Im südindischen Bundesstaat Tamil Nadu kümmerte sich ADRA in 42 Flüchtlingslagern um die Sanitäranlagen und die Trinkwasserversorgung für 30.800 Tamilen aus Sri Lanka. In Laos begann ADRA ein bis 2009 laufendes Projekt, zu dem in zwölf Dörfern und sieben Schulen Gesundheitserziehung sowie die Errichtung von 14 Trinkwasserbrunnen und 545 Latrinen gehören. Im Nordosten Somalias errichtete das Hilfswerk 21 Grundschulen und sorgte die für Aus- und Fortbildung von Lehrern. In Uganda half ADRA nach Überschwemmungen mit Nahrungsmitteln, Trinkwasser und Dingen des täglichen Bedarfs. In Indien ging es um die Bekämpfung der Tuberkulose, und in Mosambik konnte die wirtschaftliche Situation von 7.500 Bauernfamilien durch den Anbau von Cashew-Nüssen verbessert werden.

Im letzten Jahr fand wieder die Aktion „Kinder helfen Kindern“ statt. Fast 39.000 Weihnachtspakete gingen an Waisen- und Heimkinder in acht Länder Osteuropas. Bereits 1997 begann ADRA Deutschland Jugendliche ins Ausland zu entsenden; damals nur Zivildienstleistende im Rahmen von „Andere Dienste im Ausland“. Ab dem Jahr 2000 wurden aufgrund der großen Nachfrage auch Freiwillige entsandt. 2007 schickte ADRA insgesamt 14 Jugendliche nach Argentinien, Honduras, Kirgisien, Mexiko und Tansania.

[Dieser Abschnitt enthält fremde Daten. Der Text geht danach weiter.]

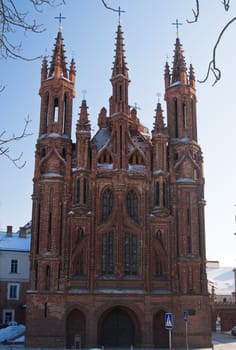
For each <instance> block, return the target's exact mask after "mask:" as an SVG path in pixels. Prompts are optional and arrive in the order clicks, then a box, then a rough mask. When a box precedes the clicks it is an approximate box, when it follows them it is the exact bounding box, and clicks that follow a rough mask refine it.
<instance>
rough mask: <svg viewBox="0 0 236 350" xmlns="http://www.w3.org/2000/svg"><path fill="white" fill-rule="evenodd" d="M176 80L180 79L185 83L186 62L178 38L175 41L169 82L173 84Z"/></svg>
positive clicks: (185, 72)
mask: <svg viewBox="0 0 236 350" xmlns="http://www.w3.org/2000/svg"><path fill="white" fill-rule="evenodd" d="M177 81H180V82H181V83H183V84H186V83H187V69H186V63H185V58H184V55H183V50H182V45H181V43H180V40H179V38H176V43H175V50H174V61H173V68H172V80H171V83H172V84H173V83H175V82H177Z"/></svg>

ADRA-Vertretungen gibt es zur Zeit in 111 Ländern. ADRA Deutschland ist unter anderem Mitglied der „Aktion Deutschland Hilft“, bei „Gemeinsam für Afrika“, im Koordinierungsausschuss für humanitäre Hilfe des Auswärtigen Amtes und im Verband Entwicklungspolitischer Nicht-Regierungs-Organisationen in Deutschland (VENRO). Als kirchliche Einrichtung der Siebenten-Tags-Adventisten hilft ADRA Menschen, unabhängig ihrer politischen und religiösen Anschauung oder ethnischen Herkunft.